Estate Taxes: 10 Things to Know

  1. In the year 2010, Congress voted to repeal estate taxes. They may either extend this repeal beyond 2010 or not. They may review the legislation prior to 2010 and these will have a significant impact on federal estate tax.
  2. The probate estate’s size is not related to the size of the estate that is subject to federal tax. Taxable estate includes all the properties owned by the person or a trust that is under the control of that person; properties owned by a trust but in which you have a significant interest; life insurance proceeds if policy is owned by the decedent or payable to their estate; and qualified retirement proceeds.
  3. In 2004 and 2005, individuals who are dying can “shelter” $1.5 million of their estate from federal estate tax because of the annual increments until it reaches the amount of $3.5 million in 2009. Some of this shelter amount may be used in lifetime gifts.
  4. You can make annual lifetime gifts of $14,000 to any number of recipients without having to pay federal gift and estate tax, and without using any from the shelter amount.
  5.  Spouses can leave as much as they want to a surviving spouse without their estate paying for federal estate tax, provided that the surviving spouse is a U.S. citizen. But the estate may still be subject to federal estate tax when surviving spouse dies.
  6. If you want to use a trust to reduce your taxable estate, then it is important for you to relinquish the control of the trust to another, and it should be an irrevocable trust.
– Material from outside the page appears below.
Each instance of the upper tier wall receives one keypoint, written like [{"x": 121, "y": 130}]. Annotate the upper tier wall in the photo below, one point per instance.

  7. If a property is expected to increase in value in the future, it is better to turn it into a lifetime gift to save the estate from taxation when the value increases, or delay the payment of taxes for another generation. But if a property has already increased in value, it would be better to transfer it to another through a will because the recipient will get a stepped-up basis that will be equal to the property’s value upon your death. So if the property will be sold afterwards, the capital gains tax will be for the amount of the value that the property is sold minus the amount of the property upon your death, and not the amount that was originally paid for the property.
  8. The executor must file a Final United States income tax return on behalf of the decedent.
  9. Know if your state has laws on inheritance or estate tax.
  10. An accountant or an experienced tax attorney could provide an invaluable assistance in helping prepare for the federal and state tax returns of the decedent. An expert estate planning lawyer could assist and guide you in preparing the necessary documents to close out a deceased estate.